Astronauts on the ISS tend to favor spicy foods and top other foods with things like tabasco or shrimp cocktail sauce with horseradish. “Based on anecdotal reports, they have expressed that food in space tastes less flavorful. This is the way to compensate for this,” said Grace Loke, a food scientist at the RMIT University in Melbourne, Australia.
Loke’s team did a study to take a closer look at those anecdotal reports and test if our perception of flavor really changes in an ISS-like environment. It likely does, but only some flavors are affected.
Tasting with all senses
“There are many environmental factors that could contribute to how we perceive taste, from the size of the area to the color and intensity of the lighting, the volume and type of sounds present, the way our surroundings smell, down to even the size and shape of our cutlery. Many other studies covered each of these factors in some way or another,” said Loke.
That's why her team started to unravel the bland ISS food mystery by recreating the ISS environment in VR. “Certain environments are difficult to be duplicated, such as the ISS, which led us to look at digital solutions to mimic how it felt [to be] living and working in these areas,” said Julia Low, a nutrition and food technologist at the RMIT University and co-author of the study.
Once the VR version of the ISS was ready, the team had 54 participants smell flavors of vanilla, almonds, and lemon. The first round of tests was done in a pretty normal room, and the second with the VR goggles on, running the simulated ISS environment complete with sterile, cluttered spaces, sounds present at the real ISS, and objects floating around in microgravity.
The participants said the lemon flavor seemed the same in both rounds.

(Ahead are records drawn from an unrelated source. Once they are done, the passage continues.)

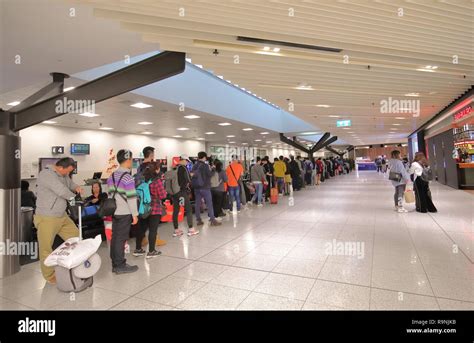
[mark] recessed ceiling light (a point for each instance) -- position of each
(89, 114)
(141, 105)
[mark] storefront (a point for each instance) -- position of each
(449, 143)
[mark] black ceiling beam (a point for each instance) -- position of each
(294, 144)
(140, 74)
(321, 141)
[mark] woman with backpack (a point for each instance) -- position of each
(151, 214)
(218, 178)
(419, 169)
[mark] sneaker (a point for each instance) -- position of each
(178, 233)
(125, 269)
(153, 253)
(139, 252)
(192, 231)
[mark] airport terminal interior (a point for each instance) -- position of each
(349, 124)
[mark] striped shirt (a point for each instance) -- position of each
(126, 197)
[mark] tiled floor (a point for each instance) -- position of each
(294, 257)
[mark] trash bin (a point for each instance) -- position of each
(26, 233)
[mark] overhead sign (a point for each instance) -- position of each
(343, 123)
(57, 150)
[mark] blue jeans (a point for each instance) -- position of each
(258, 192)
(199, 194)
(234, 192)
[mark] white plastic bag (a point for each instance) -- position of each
(73, 252)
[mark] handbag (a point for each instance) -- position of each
(393, 176)
(109, 205)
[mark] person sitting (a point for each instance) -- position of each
(28, 198)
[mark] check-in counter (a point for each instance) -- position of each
(466, 175)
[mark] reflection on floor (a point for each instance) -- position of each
(336, 246)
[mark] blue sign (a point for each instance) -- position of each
(343, 123)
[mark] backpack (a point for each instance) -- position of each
(427, 174)
(144, 199)
(171, 181)
(215, 181)
(197, 180)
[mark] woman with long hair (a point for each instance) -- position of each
(424, 203)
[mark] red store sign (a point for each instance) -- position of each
(466, 111)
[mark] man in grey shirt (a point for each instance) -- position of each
(54, 189)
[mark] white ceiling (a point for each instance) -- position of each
(370, 33)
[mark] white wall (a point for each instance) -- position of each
(38, 140)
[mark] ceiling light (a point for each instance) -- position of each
(141, 105)
(89, 114)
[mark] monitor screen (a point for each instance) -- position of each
(80, 149)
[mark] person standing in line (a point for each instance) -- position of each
(126, 214)
(279, 171)
(201, 181)
(55, 188)
(257, 177)
(150, 223)
(424, 202)
(218, 192)
(182, 198)
(396, 166)
(234, 172)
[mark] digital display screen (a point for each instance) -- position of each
(80, 149)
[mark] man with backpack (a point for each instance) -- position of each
(122, 187)
(201, 181)
(177, 182)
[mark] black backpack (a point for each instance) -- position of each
(109, 205)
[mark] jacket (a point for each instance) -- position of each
(397, 166)
(54, 190)
(126, 198)
(279, 169)
(257, 173)
(237, 169)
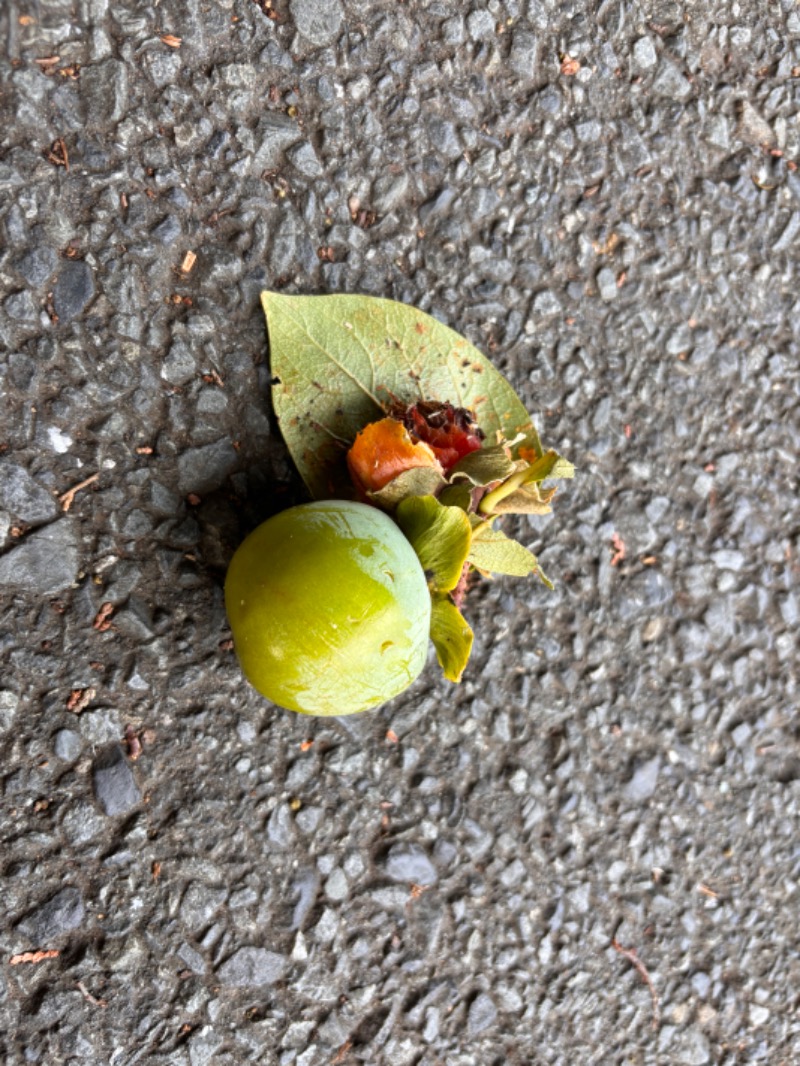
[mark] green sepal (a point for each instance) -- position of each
(457, 496)
(528, 500)
(440, 535)
(484, 466)
(451, 636)
(493, 552)
(418, 481)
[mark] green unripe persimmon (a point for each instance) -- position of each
(330, 609)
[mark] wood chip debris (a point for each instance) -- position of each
(132, 743)
(570, 66)
(619, 549)
(632, 956)
(58, 154)
(33, 956)
(66, 499)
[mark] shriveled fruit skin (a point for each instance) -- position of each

Almonds and vanilla, on the other hand, seemed more intense when participants were in the VR environment. While that’s the opposite of what might be expected from astronauts’ dining habits, it is informative. “The bottom line is we may smell aromas differently in a space-like environment, but it is selective as to what kind of aromas. We’re not entirely sure why this happens, but knowing that a difference exists is the first step to find out more,” Loke said.
Loke and her colleagues then pulled out a mass spectrometer and took a closer look at the composition of the flavors they used in the tests.
Space-ready ingredients
The lemon flavor in Loke’s team tests was lemon essential oil applied to a cotton ball, which was then placed in a closed container that was kept sealed until it was given to the participants to smell. The vapors released from the container contained several volatile chemicals such as limonene, camphene, 3-carene, and monoterpene alcohols like linalool, carveol, and others.
Almond flavors contained similar chemicals, but there was one notable difference: the almond and vanilla flavors contained benzaldehyde, while the lemon did not. “Benzaldehyde naturally gives off a sweet aroma, while the lemon aroma, which did not have it, has a more fruity and citrusy aroma profile. We believe that it may be the sweet characteristics of aromas that leads to a more intense perception in [simulated] space,” said Loke.